Lorsque des étoiles à neutrons entrent en collision, elles produisent de puissants signaux d’ondes gravitationnelles, et les restes de la fusion peuvent ressembler à un diapason cosmique. Les scientifiques ont identifié cette phase, connue sous le nom de « long tintement », comme étant la clé pour comprendre la matière extrême à l'intérieur des étoiles à neutrons.

Simulez deux étoiles à neutrons fusionnant. Source : Luciano Rezzolla

Les étoiles à neutrons et leurs intérieurs mystérieux

Les étoiles à neutrons sont les objets les plus extrêmes de l'univers. Bien qu’ils ne mesurent qu’une douzaine de kilomètres de diamètre, leur masse dépasse celle de l’ensemble de notre système solaire. Leurs intérieurs sont très denses et mystérieux, ce qui rend difficile pour les scientifiques de comprendre pleinement leur composition et leur structure.

Cependant, lorsque deux étoiles à neutrons entrent en collision – comme la fameuse fusion observée en 2017 – elles créent une opportunité unique d’étudier ces mystères. Pendant des millions d'années, alors qu'ils se formaient en spirale, ils ont émis des ondes gravitationnelles, mais le signal le plus fort s'est produit pendant les derniers instants de la fusion et après. Les conséquences de la collision ont créé un grand reste en rotation rapide qui continue d’émettre des ondes gravitationnelles dans une gamme de fréquences étroite. Ce signal contient des indices précieux sur « l’équation d’état » de la matière nucléaire, qui détermine comment la matière se comporte sous des pressions et des densités extrêmes.

Phénomène de « longue sonnerie »

Une équipe de recherche dirigée par le professeur Luciano Rezzola de l'Université Goethe de Francfort a fait une découverte importante sur ces signaux combinés. Alors que les ondes gravitationnelles s'affaiblissent, elles s'affinent avec le temps, s'installant sur une seule fréquence dominante - comme le carillon qu'un diapason émet lorsqu'on le frappe. L'équipe a baptisé cette phase « long tintement » et a découvert que ses caractéristiques sont directement liées aux propriétés des régions les plus denses à l'intérieur de l'étoile à neutrons.

Nouvelle façon de détecter la matière la plus dense

"Tout comme les diapasons de différents matériaux émettent des sons purs différents, les restes décrits par différentes équations d'état émettent des sons à différentes fréquences. La détection de ce signal a donc le potentiel de révéler de quoi sont constituées les étoiles à neutrons", a déclaré Rezzola. "Je suis particulièrement fier de ce travail car il constitue un exemple de l'excellence des scientifiques de Francfort et de Darmstadt dans le domaine de la recherche sur les étoiles à neutrons, qui a toujours été au cœur du pôle de recherche hessois ELEMENTS."

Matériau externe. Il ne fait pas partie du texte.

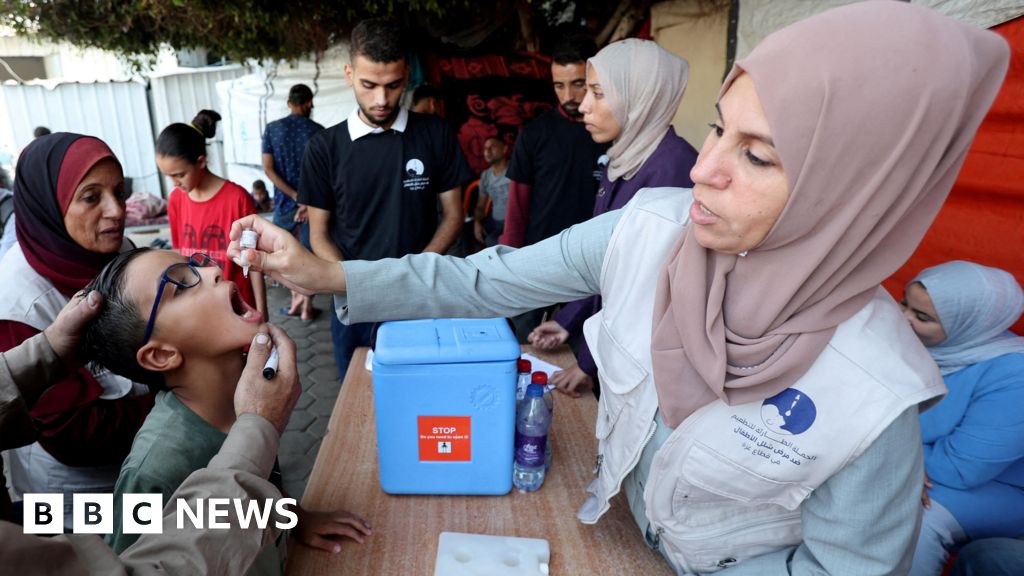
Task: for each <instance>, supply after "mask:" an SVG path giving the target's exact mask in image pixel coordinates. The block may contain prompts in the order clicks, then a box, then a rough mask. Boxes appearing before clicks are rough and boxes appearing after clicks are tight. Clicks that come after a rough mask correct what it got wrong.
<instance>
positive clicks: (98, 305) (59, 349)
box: [43, 290, 103, 366]
mask: <svg viewBox="0 0 1024 576" xmlns="http://www.w3.org/2000/svg"><path fill="white" fill-rule="evenodd" d="M102 307H103V296H102V295H101V294H100V293H99V292H96V291H95V290H92V291H90V292H89V293H88V294H86V293H85V291H84V290H83V291H81V292H79V293H78V294H75V295H74V296H72V298H71V300H70V301H69V302H68V303H67V304H65V307H63V308H61V310H60V313H59V314H57V318H56V319H55V320H54V321H53V324H50V325H49V326H48V327H47V328H46V329H45V330H43V333H44V334H46V340H47V341H48V342H49V343H50V347H52V348H53V352H54V353H56V355H57V356H58V357H59V358H60V360H62V361H63V363H65V364H66V365H67V366H75V365H77V363H78V359H77V358H76V354H77V352H78V344H79V341H80V340H81V337H82V332H84V331H85V326H86V325H87V324H88V323H89V322H91V321H92V319H93V318H95V317H96V315H97V314H99V311H100V310H102Z"/></svg>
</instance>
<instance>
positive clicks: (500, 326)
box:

La simulation de haute précision révèle de nouvelles informations

À l’aide d’équations d’état soigneusement construites, les chercheurs ont effectué des simulations avancées de relativité générale de la fusion d’étoiles à neutrons et ont montré que l’analyse de longues circulations peut réduire considérablement l’incertitude des équations d’état à très hautes densités – où il n’existe actuellement aucune contrainte directe. Le Dr Christian Ecker, premier auteur de l'étude, a déclaré : "Grâce aux progrès de la modélisation statistique et aux simulations de haute précision sur les superordinateurs allemands les plus puissants, nous avons découvert une nouvelle phase de longue circulation dans les fusions d'étoiles à neutrons. Cette découverte ouvre la voie à une meilleure compréhension de la matière dense des étoiles à neutrons, surtout si de nouveaux événements sont observés dans le futur."

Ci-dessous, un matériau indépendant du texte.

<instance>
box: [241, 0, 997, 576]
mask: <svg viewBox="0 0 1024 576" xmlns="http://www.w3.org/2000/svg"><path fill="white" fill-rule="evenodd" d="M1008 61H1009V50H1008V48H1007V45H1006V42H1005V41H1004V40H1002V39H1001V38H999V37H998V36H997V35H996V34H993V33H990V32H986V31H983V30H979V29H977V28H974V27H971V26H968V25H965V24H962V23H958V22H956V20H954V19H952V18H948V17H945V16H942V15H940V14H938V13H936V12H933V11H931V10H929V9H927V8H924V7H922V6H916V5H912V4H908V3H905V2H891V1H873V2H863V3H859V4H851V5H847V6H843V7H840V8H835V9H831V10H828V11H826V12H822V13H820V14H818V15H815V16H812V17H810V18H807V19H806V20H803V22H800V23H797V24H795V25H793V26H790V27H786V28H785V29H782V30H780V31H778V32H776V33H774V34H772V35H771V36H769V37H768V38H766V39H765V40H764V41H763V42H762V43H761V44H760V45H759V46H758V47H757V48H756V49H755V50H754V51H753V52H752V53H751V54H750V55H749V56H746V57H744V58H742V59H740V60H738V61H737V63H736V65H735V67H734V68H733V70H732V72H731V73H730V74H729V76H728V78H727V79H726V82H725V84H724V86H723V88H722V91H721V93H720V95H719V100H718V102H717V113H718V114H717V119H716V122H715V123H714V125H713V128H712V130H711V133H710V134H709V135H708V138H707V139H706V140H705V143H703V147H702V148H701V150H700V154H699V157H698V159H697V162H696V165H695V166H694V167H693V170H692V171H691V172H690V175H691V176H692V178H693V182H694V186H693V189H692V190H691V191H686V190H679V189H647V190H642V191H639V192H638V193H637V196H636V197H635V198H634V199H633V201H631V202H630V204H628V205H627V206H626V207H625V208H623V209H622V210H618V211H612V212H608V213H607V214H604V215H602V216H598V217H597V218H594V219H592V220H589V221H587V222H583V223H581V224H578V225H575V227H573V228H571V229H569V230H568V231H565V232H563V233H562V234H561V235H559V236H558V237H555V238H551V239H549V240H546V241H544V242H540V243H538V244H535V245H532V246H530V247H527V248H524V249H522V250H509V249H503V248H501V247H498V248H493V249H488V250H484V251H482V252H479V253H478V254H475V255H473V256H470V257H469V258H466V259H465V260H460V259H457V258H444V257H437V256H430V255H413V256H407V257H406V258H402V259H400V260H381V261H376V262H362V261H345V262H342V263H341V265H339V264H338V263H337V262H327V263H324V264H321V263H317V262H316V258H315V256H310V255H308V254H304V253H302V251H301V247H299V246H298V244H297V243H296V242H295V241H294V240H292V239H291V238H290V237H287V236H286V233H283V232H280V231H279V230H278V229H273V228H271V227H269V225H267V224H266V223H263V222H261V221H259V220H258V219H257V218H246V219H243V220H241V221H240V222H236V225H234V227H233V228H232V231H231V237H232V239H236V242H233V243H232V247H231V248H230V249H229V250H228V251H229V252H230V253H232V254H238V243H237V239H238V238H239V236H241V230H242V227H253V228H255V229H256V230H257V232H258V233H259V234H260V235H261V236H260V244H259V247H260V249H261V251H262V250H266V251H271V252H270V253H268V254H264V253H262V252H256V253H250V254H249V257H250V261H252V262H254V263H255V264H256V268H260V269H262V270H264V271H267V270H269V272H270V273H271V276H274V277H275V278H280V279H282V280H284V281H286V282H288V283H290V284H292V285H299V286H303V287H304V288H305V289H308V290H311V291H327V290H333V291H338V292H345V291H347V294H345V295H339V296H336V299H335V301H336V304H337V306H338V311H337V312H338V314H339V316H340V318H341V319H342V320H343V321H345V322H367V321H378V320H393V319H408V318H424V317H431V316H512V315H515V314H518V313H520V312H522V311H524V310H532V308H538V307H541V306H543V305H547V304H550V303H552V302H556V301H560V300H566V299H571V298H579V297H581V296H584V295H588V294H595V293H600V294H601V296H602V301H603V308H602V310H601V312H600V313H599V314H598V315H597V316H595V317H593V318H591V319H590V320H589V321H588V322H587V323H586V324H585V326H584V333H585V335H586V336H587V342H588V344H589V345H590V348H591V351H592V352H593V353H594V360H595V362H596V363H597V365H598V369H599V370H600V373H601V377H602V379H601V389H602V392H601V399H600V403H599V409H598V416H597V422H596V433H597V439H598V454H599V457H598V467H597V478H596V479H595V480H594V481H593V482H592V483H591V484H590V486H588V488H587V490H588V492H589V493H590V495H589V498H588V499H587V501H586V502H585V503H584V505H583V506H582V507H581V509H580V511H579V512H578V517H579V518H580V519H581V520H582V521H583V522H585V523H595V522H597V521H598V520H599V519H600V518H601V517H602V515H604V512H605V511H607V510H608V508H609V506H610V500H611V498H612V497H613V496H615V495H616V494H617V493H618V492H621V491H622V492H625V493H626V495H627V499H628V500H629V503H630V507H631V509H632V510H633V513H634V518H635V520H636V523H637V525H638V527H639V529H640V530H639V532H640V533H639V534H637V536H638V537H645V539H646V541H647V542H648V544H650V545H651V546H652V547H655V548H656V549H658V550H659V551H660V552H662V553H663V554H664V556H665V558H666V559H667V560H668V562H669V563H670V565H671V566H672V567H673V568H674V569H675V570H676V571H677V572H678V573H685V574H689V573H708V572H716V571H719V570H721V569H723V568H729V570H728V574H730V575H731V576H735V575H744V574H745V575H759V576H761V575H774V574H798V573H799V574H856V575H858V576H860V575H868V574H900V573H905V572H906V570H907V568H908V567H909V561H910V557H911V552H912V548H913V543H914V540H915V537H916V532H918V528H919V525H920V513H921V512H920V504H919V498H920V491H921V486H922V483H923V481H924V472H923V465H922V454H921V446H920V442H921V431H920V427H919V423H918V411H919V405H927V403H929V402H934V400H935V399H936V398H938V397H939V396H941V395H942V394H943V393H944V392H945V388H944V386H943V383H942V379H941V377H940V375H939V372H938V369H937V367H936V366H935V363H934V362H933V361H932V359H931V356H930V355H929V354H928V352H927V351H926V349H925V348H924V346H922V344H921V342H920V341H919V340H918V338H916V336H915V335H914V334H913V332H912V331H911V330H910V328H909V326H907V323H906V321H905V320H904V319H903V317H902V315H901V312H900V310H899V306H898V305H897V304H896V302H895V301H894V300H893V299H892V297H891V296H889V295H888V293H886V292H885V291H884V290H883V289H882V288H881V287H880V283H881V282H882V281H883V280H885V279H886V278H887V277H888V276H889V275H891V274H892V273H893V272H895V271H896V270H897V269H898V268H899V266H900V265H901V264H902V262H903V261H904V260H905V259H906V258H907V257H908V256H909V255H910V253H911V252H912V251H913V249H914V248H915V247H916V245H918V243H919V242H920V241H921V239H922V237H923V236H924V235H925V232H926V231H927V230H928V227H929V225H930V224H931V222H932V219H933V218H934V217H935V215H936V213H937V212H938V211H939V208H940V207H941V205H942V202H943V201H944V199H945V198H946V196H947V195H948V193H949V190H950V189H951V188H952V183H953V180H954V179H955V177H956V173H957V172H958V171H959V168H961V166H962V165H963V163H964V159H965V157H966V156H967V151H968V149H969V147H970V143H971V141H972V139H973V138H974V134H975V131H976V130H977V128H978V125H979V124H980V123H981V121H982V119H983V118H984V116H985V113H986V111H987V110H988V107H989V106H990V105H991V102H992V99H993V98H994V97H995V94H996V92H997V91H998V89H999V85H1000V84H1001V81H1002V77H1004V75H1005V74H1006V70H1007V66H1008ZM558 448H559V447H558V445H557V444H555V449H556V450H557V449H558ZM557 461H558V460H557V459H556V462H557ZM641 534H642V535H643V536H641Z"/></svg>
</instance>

Le co-auteur, le Dr Tyler Gorda, a ajouté : « En choisissant intelligemment quelques équations d'état, nous avons pu simuler efficacement les résultats d'une combinaison statistique complète de modèles de matériaux avec beaucoup moins d'effort. Non seulement cela a réduit le temps de calcul et la consommation d'énergie, mais cela nous a également donné l'assurance que nos résultats étaient robustes et s'appliqueraient à n'importe quelle équation d'état qui se produit réellement dans la nature. »

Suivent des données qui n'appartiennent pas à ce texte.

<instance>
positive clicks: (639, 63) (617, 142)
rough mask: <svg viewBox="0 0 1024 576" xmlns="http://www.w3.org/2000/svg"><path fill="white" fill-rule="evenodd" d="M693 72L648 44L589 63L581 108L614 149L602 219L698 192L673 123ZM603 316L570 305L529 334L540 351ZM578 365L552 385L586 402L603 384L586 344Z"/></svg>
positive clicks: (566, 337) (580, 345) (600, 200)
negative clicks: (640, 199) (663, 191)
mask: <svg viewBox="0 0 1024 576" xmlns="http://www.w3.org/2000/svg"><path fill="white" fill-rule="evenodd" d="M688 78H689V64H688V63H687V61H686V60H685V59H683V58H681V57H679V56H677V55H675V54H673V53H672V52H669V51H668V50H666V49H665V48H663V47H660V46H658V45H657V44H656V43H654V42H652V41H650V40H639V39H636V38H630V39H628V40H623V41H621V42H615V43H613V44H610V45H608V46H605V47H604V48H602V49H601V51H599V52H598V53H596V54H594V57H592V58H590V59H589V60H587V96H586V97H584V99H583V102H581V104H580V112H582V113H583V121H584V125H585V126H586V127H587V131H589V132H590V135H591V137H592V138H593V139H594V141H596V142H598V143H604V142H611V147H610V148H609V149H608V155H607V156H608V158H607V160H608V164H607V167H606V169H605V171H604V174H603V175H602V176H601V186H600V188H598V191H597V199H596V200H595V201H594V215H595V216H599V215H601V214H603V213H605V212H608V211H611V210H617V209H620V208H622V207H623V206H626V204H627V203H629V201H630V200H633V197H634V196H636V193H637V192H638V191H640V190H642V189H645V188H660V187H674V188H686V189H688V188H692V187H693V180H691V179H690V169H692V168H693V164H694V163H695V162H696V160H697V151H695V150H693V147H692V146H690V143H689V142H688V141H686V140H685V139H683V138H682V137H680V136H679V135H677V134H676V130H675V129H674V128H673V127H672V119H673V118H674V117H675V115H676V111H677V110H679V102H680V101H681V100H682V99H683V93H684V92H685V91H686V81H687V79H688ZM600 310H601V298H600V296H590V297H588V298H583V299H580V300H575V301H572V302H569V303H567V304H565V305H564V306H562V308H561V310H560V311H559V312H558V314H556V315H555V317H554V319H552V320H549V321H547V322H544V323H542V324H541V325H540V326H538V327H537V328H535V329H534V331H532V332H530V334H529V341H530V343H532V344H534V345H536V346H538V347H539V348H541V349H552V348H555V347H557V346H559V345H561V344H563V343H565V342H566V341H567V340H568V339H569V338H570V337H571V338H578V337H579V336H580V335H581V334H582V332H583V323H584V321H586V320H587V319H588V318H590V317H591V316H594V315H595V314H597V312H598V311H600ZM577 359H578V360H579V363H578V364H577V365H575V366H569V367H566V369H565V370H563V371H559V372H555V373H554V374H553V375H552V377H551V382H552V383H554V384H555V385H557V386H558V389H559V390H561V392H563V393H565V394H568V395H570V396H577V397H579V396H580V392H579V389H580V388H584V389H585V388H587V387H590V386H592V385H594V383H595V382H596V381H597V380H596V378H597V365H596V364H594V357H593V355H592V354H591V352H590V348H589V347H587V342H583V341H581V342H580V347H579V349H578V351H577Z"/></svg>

Les détecteurs du futur et la voie à suivre

Bien que les détecteurs d'ondes gravitationnelles actuels n'aient pas encore observé le signal fusionné, les scientifiques sont optimistes que les détecteurs de nouvelle génération, tels que le télescope Einstein qui devrait être opérationnel en Europe au cours de la prochaine décennie, rendront possible cette détection tant attendue. D’ici là, la longue circulation deviendra un outil puissant pour sonder l’intérieur mystérieux des étoiles à neutrons et révéler les secrets les plus extrêmes de la matière.